One of my players was really bothered by something I did while GMing my Burning Empires game and I want to double check my reasoning.
Here’s the sequence of events.
While I was burning up my GM FON’s I noticed that one of my players had a couple of Beliefs specifically about supporting the Gongazin Empire’s claim to the throne. The planet we are playing on is located in the Darikahn Empire. None of my FONs really have any stake in the Gongazin/Darikahn feud and thus I really didn’t have a good tool for challenging those Beliefs.
However, my Vaylen General FON is trying to heat up tensions on the planet to push the Planetary Attitude from Personal Experience to Ignorant. Basically the Vaylen are pushing the world tol become so involved in its own problems that it completely forgets about the Vaylen. So what I did was I spent two Circle points for the Vaylen General to have a relationship with an off-world Imperial Steward. I then gave the Vaylen General a Belief about slipping information to this Lord Steward to provoke him into action against this planet which is controlled by the Humanitas Mundas.
I have another FON who is a High Inquisitor. He had a belief about finding a noble to champion the return of The Church to the Darikahn Empire. One the PCs was the High Inqiuisitor’s wife (he isn’t a Cotar). She (note: the player is male) was forced into this marriage by government decree. Near the end of the Maneuver she came to the High Inquisitor and gave him the choice of taking Cotar vows (thus annulling their marriage or going through the embarrassment of magistrate litigated divorce). In attempt to provoke a Duel of Wits I acted on the High Inquisitor belief and demanded that she use her standing with the Darikahn Empire (as Forge Lord of the planet) to petition for the legal return of The Church. To my surprise she agreed and the scene became simply an interstitial. The player ended the maneuver with a Color scene where he described her sending a letter off to the Lord Steward suggesting that The Church be allowed to practice freely.
I figured this is not going to look good to the Lord Steward. So I figured I needed him to show and I figured it was worth burning him up in full. It turns out it takes quite a lot to be Lord Steward and he’s amazingly well equipped. Anyway, while I was burning him up I remembered my Vaylen General’s Belief and my over all Phase intent. So I decided my next Maneuver would be a Take Action described as “Provoke hostilities between the Lord Steward and The Church.”
I opened the Maneuver with Building Scene in which I made several rolls to setup that my Vaylen General (remember the Lord Steward is an allied relationship) creates a set of documents that imply that The Church is establishing a trap in order to launch a wider Gongazin attack. This mainly involved Forgery, Cryptography and Signals.

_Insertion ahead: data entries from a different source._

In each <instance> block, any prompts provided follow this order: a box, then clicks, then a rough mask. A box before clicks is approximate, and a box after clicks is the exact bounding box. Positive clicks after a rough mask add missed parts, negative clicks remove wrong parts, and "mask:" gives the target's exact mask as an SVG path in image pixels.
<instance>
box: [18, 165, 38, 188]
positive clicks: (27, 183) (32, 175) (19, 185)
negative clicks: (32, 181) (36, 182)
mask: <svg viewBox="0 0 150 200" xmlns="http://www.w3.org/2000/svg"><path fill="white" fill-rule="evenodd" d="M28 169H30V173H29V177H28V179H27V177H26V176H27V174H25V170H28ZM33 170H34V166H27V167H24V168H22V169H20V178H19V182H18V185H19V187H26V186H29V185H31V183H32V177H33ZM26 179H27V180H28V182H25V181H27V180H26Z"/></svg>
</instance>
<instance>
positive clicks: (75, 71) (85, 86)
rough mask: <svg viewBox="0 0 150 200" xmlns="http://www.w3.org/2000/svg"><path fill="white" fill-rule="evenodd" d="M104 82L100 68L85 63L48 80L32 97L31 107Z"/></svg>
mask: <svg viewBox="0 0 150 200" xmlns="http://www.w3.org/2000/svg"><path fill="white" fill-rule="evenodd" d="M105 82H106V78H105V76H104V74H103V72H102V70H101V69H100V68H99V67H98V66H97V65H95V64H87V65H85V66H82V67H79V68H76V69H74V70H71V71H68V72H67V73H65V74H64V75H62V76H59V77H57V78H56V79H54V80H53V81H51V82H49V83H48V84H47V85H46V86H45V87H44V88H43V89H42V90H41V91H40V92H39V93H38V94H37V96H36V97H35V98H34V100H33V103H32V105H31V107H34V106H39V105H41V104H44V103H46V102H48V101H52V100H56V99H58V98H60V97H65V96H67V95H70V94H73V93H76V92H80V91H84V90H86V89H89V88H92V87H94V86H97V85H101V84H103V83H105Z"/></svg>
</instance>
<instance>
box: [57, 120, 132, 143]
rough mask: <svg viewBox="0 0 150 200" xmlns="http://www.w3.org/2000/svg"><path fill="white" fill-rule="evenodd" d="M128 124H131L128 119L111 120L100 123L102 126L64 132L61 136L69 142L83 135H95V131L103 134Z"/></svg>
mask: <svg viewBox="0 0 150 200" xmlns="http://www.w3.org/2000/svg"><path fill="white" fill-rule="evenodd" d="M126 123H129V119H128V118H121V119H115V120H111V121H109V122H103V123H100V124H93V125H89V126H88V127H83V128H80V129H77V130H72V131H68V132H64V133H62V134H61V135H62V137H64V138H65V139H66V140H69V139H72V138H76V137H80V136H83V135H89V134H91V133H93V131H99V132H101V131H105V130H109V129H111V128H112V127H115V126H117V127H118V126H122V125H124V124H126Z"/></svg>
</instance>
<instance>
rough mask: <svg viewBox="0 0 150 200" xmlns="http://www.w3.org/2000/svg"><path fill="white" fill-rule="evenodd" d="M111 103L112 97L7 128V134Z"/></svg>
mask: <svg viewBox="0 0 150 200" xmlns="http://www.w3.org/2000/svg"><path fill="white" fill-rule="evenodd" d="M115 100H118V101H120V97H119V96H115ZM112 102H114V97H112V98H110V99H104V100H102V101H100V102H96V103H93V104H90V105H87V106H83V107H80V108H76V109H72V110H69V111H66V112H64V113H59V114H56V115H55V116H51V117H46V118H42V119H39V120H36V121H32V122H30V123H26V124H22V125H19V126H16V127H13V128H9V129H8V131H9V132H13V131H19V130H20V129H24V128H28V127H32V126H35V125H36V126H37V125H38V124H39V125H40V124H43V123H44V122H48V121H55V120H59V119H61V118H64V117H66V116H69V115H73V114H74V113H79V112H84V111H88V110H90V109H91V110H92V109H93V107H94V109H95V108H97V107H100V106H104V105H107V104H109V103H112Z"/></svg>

Now during the Maneuver the players succeeded in rooting out, capturing and killing my Vaylen General, so I’m down a FON. However, I succeeded in the Maneuver roll which in the Sequel we described the Lord Steward arriving, and attacking church facilities. So the Lord Steward is now obviously a REALLY BIG PROBLEM on the planet.
As I said one particular player was really bothered by this. After all the work they put it in capture and kill my FON it didn’t sit quite well that I was able to effectively bring in a way more powerful NPC via a simple 2 point relationship.
Now the way I see it.
This NPC is not a FON. He can’t make Maneuver rolls.
Also because he is not a FON his loyalties are up for grabs. He was tricked into making a pre-emptive strike and there’s room for negotiation.
Because the FON he was attached to is dead he won’t ever be able to contribute to the Maneuver rolls.
My point is that as far as I can tell I legitimately brought him into the fiction as a present and active force and that while he’s a BIG DEAL from a Scene perspective he doesn’t really impact the Big Picture much.
But I want to honor the feelings of my player and make sure that I’m understanding everything correctly. I’m just vetting my decisions and making sure I didn’t misunderstand something.